Courting Eliza: February 2013

Thursday, February 28, 2013

The User Experience Team

After researching and writing my last post on Strategic UX Design, I started thinking more about how I've spent my time at the various organizations that I've worked for. Early in my career I spent a good bit of time as a UI developer and later as a researcher and project manager for UI-intensive projects.

If I map my experience onto the 5 Competencies of UX Design diagram from UX matters, I've heavily invested my time into Interaction Design and Prototype Engineering with quite a bit of Information Architecture recently, and scattered, intense periods of Usability Engineering and Visual Design. In terms of UX Strategy, I've some time on it at the beginning of each project. However, it's often hard to maintain a focus on strategy within the context of the daily grind of software design and development.

It's not surprising to note that my most successful and productive periods of UX work have come while working within a good team. When two people are working well together, it can more than double your productivity. The same can be true (to a lesser extent) for larger teams if you have quality people and good leadership.

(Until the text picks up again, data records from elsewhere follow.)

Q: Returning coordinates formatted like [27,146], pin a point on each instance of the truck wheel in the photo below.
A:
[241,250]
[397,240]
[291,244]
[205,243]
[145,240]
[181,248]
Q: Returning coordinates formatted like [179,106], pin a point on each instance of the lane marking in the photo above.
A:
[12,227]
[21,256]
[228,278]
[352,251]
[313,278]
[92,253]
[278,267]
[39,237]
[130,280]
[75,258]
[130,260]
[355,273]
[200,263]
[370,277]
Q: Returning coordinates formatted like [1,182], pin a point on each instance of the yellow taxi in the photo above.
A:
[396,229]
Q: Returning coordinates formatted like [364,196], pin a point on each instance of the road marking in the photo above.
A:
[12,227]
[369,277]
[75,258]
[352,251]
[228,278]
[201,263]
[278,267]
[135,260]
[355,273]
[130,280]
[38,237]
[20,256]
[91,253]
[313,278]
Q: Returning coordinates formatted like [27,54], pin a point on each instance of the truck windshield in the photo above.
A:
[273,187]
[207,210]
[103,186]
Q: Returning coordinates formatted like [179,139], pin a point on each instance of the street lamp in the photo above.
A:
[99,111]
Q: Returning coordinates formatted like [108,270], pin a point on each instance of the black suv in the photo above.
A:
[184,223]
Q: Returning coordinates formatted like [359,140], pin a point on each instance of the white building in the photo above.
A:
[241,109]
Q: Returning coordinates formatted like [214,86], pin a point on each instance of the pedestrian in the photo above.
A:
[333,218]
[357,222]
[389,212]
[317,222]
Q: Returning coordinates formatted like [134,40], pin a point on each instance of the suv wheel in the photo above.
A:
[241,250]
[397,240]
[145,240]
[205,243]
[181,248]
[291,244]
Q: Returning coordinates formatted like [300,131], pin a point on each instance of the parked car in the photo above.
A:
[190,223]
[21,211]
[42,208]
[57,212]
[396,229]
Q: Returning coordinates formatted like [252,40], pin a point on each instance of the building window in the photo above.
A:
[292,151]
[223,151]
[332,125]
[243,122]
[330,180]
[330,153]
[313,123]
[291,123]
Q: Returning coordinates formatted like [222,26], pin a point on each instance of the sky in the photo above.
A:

In some of my past projects, I've been lucky enough to work with trained and experienced UX professionals. In other cases, I was able to recruit and develop folks with other backgrounds such as documentation, testing, UI software development, business analysis and graphic design.

In this post, I want to capture my model of the roles a good UX team. Often two or more of these roles are filled by a single person (based on resources available for UX design), but to the extent that the roles can be filled by quality specialists (perhaps borrowed from other groups in the organization), you can expect to see corresponding performance improvements.

UX Lead: (objectives, strategy, total customer experience, interface with other leads [dev, qa, marketing, sales, senior management?], UX process and integration, manage team, prioritization)
Business Analyst/Research: (understand and document business needs/rules/requirements, research and document information architecture and terminology, help develop value map, interface with customers, other business analysts, documentation team, marketing and sales)
Interaction and Visual Design: (UI logical framework, look and feel standards, contribute to UI specifications/prototypes for each UI element (screen, control, etc.), ensure designs meet measurable objectives, interface with marketing and dev)
Usability Testing/Research: (set up and run usability tests/research, document findings, track and document usability issues / feature requests, interface with QA team, overlap with UI functionality testing, ensure that UI conforms with specs and standards)
Prototype/UI Engineering: (develop UI framework and reusable components, rapid prototyping of new designs, help translate new designs into production code, interface with dev)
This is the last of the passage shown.